おうし座

21時南中は1月9日で、正中高度は70°です。有名なヒヤデス、プレヤデスの2つの散開星団を含む大きな星座です。真っ赤な1等星アルデバランがおうしの目のところで輝き、幾つかの星々が小さなV字形を作って並んでいるのが目印です。シュメール時代に誕生した古い星座の一つですが、古代ギリシャではプレヤデスとヒヤデスの2星団のほうが有名だったらしく、紀元前850年ごろの詩人ホメロスは、2星団の名だけをその詩でうたっています。トレミー48星座の一つであり、黄道12星座の2番目でもあります。

フェニキアの王女エウロパは、とても美しい娘でした。大神ゼウスは一目見て心を奪われてしまい、真っ白な牡牛に姿を変えて近づきました。エウロパは、おとなしそうな牛なので、つい背中に乗ってしまいました。そのとたん牛は猛スピードで走り出し、大海原を越えてクレタ島に上陸しました。二人の間には三人の子供が生まれ、その一人ミノスはクレタ島の王様になりました。

プレヤデスの七人姉妹は、月の女神アルテミスの侍女として仕えていました。ある月の明るい晩、森の中で踊り遊んでいると、狩人オリオンが姉妹に声をかけてきました。オリオンは姉妹が好きだったのですが、彼女たちは乱暴なオリオンが嫌いで、鳩になると大あわてで逃げ出しアルテミスに助けを求めました。女神が衣のすそに隠すと、オリオンは気付かず行ってしまいました。

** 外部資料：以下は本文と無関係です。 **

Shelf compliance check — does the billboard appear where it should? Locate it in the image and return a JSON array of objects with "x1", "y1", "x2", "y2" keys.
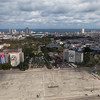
[
  {"x1": 0, "y1": 54, "x2": 6, "y2": 64},
  {"x1": 68, "y1": 50, "x2": 75, "y2": 62}
]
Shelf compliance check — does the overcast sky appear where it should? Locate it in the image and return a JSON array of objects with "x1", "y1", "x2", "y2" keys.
[{"x1": 0, "y1": 0, "x2": 100, "y2": 29}]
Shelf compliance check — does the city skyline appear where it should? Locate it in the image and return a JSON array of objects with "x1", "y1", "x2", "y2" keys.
[{"x1": 0, "y1": 0, "x2": 100, "y2": 29}]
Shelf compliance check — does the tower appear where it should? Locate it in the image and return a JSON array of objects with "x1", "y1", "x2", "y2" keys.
[
  {"x1": 9, "y1": 29, "x2": 13, "y2": 34},
  {"x1": 25, "y1": 27, "x2": 30, "y2": 34},
  {"x1": 81, "y1": 28, "x2": 85, "y2": 34}
]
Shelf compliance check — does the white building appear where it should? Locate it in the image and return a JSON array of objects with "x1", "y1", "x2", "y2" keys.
[
  {"x1": 63, "y1": 50, "x2": 83, "y2": 63},
  {"x1": 3, "y1": 49, "x2": 24, "y2": 67}
]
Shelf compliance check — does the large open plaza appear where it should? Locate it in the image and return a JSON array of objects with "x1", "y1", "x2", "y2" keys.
[{"x1": 0, "y1": 68, "x2": 100, "y2": 100}]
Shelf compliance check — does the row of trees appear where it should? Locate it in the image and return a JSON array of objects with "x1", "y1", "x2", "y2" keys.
[{"x1": 0, "y1": 63, "x2": 12, "y2": 70}]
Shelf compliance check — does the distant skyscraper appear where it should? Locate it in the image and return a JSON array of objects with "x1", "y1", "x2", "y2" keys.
[
  {"x1": 9, "y1": 29, "x2": 13, "y2": 34},
  {"x1": 25, "y1": 27, "x2": 30, "y2": 34},
  {"x1": 81, "y1": 28, "x2": 85, "y2": 34}
]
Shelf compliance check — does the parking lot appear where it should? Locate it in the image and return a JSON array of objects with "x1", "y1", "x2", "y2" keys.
[{"x1": 0, "y1": 68, "x2": 100, "y2": 100}]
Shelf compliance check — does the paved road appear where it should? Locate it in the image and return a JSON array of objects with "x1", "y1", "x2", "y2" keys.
[{"x1": 48, "y1": 96, "x2": 100, "y2": 100}]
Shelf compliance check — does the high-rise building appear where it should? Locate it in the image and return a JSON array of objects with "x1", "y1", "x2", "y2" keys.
[
  {"x1": 63, "y1": 50, "x2": 83, "y2": 63},
  {"x1": 0, "y1": 49, "x2": 24, "y2": 67},
  {"x1": 25, "y1": 27, "x2": 30, "y2": 34},
  {"x1": 9, "y1": 29, "x2": 13, "y2": 34},
  {"x1": 81, "y1": 28, "x2": 85, "y2": 34}
]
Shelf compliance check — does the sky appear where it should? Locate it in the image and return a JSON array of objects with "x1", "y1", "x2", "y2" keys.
[{"x1": 0, "y1": 0, "x2": 100, "y2": 29}]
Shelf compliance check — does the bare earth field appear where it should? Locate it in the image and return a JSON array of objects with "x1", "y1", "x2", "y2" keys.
[{"x1": 0, "y1": 68, "x2": 100, "y2": 100}]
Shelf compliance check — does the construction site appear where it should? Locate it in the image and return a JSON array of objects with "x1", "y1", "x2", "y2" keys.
[{"x1": 0, "y1": 68, "x2": 100, "y2": 100}]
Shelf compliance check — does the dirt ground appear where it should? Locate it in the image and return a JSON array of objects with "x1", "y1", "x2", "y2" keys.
[{"x1": 0, "y1": 68, "x2": 100, "y2": 100}]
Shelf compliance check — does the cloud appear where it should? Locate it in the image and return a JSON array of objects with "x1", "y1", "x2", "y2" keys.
[{"x1": 0, "y1": 0, "x2": 100, "y2": 28}]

お酒の神様ディオニュッソスは、大神ゼウスとテーバイの王女セメーレとの間に生まれた子です。ディオニュッソスは、ゼウスの妃ヘーラ女神の目にふれぬよう、ニュッサの野の妖精ヒヤデスたちに育てられました。ヒヤデスというのは雨を降らす女たちという意味の名で、プレヤデス姉妹の異母姉妹と言われています。ヒヤデスは、のちに天に上げられ星となりました。